In 2019, it is not uncommon to read critiques about the impact to the common weal of rising populism and deliberate ignorance on the part of political decision makers. We regularly hear arguments that our politics has become personality driven and dumbed down; that it is too focused on the short term; that Australian public policymakers have lost the skill of identifying emerging challenges and addressing them before they cause irreparable harm. This speaks to a larger question: where should new ideas and thinking be coming from?
Whether or not these arguments ring true, this volume contains 11 essays from newly elected federal Senators and Members of Parliament which address long-term policy challenges facing our nation. We have sought through this project to create a space, slightly removed from the maelstrom of day-to-day parliamentary politics, for our newest politicians to think and write about our future public policy needs.
We asked a total of 24 new MPs and Senators to submit an essay, a short bio and a photograph. As well as those elected in the 2019 federal election, we also included some new parliamentarians who had been elected or appointed in by-elections or to fill casual Senate vacancies in 2018. We sought to include proportionate representation from the various political parties, reach gender equality, and have fair representation from each state and territory. In total we asked 12 Members and Senators from the Coalition, nine from the Australian Labor Party, one from the Greens Party and two independents. We had a fair amount of interest in the project from most of those invited to contribute, though many were unable to due to time constraints. In total this publication includes essays from six Labor Members and Senators, three from the Coalition, one Greens and one independent. Of these, six are women and five are men. There is at least one essayist from each state and territory aside from Tasmania and the Northern Territory.
We are currently at the commencement of the Commonwealth’s 46th Parliament – our 50th Parliament will serve from 2031 to 2034 (assuming each parliament between now and then runs for its full three years). The essayists in this publication may, in 15 years’ time, be cabinet ministers or party leaders. It is comforting to know that they are thinking seriously about our nation’s future.

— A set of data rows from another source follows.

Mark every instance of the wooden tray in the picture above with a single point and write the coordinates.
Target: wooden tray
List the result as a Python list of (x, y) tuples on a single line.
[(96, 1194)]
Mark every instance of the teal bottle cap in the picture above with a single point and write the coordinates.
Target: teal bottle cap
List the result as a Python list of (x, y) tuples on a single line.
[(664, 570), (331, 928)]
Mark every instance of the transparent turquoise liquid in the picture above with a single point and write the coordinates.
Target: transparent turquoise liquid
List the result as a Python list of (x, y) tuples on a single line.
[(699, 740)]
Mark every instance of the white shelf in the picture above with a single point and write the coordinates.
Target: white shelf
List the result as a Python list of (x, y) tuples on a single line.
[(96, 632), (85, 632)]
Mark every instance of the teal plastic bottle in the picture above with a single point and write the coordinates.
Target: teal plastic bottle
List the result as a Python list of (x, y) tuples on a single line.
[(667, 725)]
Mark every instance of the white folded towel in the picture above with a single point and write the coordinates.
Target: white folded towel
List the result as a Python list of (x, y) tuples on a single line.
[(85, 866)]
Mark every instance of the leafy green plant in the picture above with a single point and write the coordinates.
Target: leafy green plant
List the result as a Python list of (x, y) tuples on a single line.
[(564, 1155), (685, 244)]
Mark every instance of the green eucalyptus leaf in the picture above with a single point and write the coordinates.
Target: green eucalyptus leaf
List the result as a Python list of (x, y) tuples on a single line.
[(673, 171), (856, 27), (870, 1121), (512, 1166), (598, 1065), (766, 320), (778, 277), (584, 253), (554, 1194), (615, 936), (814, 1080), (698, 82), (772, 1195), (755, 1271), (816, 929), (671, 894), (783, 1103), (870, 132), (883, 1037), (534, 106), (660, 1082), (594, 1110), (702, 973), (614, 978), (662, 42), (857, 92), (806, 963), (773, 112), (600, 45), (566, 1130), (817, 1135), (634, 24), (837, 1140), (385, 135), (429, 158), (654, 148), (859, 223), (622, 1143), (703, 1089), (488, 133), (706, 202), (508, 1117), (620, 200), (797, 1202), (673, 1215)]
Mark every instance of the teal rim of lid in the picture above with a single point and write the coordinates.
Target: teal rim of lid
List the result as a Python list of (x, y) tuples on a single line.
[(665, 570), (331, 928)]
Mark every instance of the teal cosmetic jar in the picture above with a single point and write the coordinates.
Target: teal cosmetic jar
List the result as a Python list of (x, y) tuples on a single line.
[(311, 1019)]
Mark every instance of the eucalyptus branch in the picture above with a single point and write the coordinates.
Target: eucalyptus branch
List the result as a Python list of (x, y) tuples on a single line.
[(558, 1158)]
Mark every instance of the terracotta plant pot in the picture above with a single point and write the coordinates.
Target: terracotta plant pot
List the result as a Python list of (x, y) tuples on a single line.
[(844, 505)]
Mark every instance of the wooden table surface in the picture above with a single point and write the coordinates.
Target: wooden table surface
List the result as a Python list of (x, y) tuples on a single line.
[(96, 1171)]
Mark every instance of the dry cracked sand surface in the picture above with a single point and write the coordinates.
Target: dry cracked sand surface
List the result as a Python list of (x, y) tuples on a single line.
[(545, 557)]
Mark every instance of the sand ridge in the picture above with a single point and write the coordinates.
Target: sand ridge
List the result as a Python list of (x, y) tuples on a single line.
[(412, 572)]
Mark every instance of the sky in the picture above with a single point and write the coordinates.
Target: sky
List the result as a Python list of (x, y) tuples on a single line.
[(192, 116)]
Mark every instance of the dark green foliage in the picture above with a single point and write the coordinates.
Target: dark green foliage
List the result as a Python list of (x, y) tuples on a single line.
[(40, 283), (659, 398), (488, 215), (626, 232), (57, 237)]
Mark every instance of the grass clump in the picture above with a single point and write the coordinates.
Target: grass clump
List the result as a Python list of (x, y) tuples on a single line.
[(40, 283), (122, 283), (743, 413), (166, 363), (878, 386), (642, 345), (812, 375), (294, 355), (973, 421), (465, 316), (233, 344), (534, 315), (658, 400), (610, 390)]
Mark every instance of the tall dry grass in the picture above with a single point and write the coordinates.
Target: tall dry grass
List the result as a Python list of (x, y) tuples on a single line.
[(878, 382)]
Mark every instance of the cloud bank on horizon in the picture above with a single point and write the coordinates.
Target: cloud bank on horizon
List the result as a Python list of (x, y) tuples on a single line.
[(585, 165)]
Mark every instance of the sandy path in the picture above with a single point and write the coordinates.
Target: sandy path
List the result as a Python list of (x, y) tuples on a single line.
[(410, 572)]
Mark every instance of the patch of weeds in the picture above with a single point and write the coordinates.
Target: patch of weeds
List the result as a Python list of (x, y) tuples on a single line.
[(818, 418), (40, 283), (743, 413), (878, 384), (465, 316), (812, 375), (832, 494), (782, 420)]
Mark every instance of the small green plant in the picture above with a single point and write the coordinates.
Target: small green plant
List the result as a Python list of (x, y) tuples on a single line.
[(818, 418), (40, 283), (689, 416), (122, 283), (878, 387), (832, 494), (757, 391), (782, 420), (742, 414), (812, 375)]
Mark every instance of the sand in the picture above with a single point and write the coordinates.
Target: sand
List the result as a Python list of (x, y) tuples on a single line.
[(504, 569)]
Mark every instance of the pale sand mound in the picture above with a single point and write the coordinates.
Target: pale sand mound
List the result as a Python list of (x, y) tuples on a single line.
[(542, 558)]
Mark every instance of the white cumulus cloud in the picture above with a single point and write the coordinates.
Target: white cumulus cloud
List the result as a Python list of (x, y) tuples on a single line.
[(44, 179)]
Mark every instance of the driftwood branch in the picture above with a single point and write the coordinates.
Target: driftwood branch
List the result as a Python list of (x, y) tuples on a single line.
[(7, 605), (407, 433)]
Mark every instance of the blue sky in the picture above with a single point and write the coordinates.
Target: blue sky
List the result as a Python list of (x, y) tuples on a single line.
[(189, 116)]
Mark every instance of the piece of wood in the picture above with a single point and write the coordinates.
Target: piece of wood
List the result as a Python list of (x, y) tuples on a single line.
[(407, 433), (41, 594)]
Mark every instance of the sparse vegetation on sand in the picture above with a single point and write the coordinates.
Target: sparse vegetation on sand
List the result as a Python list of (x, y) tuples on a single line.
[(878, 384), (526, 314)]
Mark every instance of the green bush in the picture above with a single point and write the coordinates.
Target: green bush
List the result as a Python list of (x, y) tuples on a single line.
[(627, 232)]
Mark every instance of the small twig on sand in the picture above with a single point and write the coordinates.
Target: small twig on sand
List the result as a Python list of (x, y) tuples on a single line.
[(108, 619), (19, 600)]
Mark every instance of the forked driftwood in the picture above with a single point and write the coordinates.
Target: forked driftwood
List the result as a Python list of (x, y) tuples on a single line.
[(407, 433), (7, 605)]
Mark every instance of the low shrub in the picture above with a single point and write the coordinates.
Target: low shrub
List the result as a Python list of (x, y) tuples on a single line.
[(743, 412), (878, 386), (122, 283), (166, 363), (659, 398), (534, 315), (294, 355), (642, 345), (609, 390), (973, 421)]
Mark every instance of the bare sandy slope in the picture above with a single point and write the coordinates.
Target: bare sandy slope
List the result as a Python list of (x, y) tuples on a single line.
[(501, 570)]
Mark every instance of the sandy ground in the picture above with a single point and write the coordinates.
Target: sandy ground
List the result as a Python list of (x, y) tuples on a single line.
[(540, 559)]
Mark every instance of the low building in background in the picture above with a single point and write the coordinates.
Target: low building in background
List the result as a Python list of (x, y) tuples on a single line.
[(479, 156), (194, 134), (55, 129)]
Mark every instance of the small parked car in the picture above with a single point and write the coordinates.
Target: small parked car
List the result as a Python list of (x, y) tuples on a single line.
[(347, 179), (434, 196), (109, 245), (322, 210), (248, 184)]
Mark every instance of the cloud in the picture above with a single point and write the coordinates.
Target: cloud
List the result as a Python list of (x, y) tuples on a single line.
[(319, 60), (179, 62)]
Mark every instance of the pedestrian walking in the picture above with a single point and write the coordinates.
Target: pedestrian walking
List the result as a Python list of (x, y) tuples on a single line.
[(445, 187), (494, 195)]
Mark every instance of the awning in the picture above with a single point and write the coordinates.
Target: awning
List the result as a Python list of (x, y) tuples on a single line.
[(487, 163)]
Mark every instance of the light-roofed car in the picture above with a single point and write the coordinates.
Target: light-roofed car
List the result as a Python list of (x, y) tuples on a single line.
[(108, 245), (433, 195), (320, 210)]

The essayists in this publication, as emerging national leaders, are not mere recipients of an uncertain future. Rather, they will act upon and shape the future of our economy, democracy, and society. Whether their ideas crystallise into acts of parliament and ministerial decisions is largely a question for the authors, their colleagues, and those who read this publication. It is our hope that these ideas will be picked up, reiterated, refined and reframed over coming years, and that by 2034 they will be ripe and ready for active government consideration in the national interest.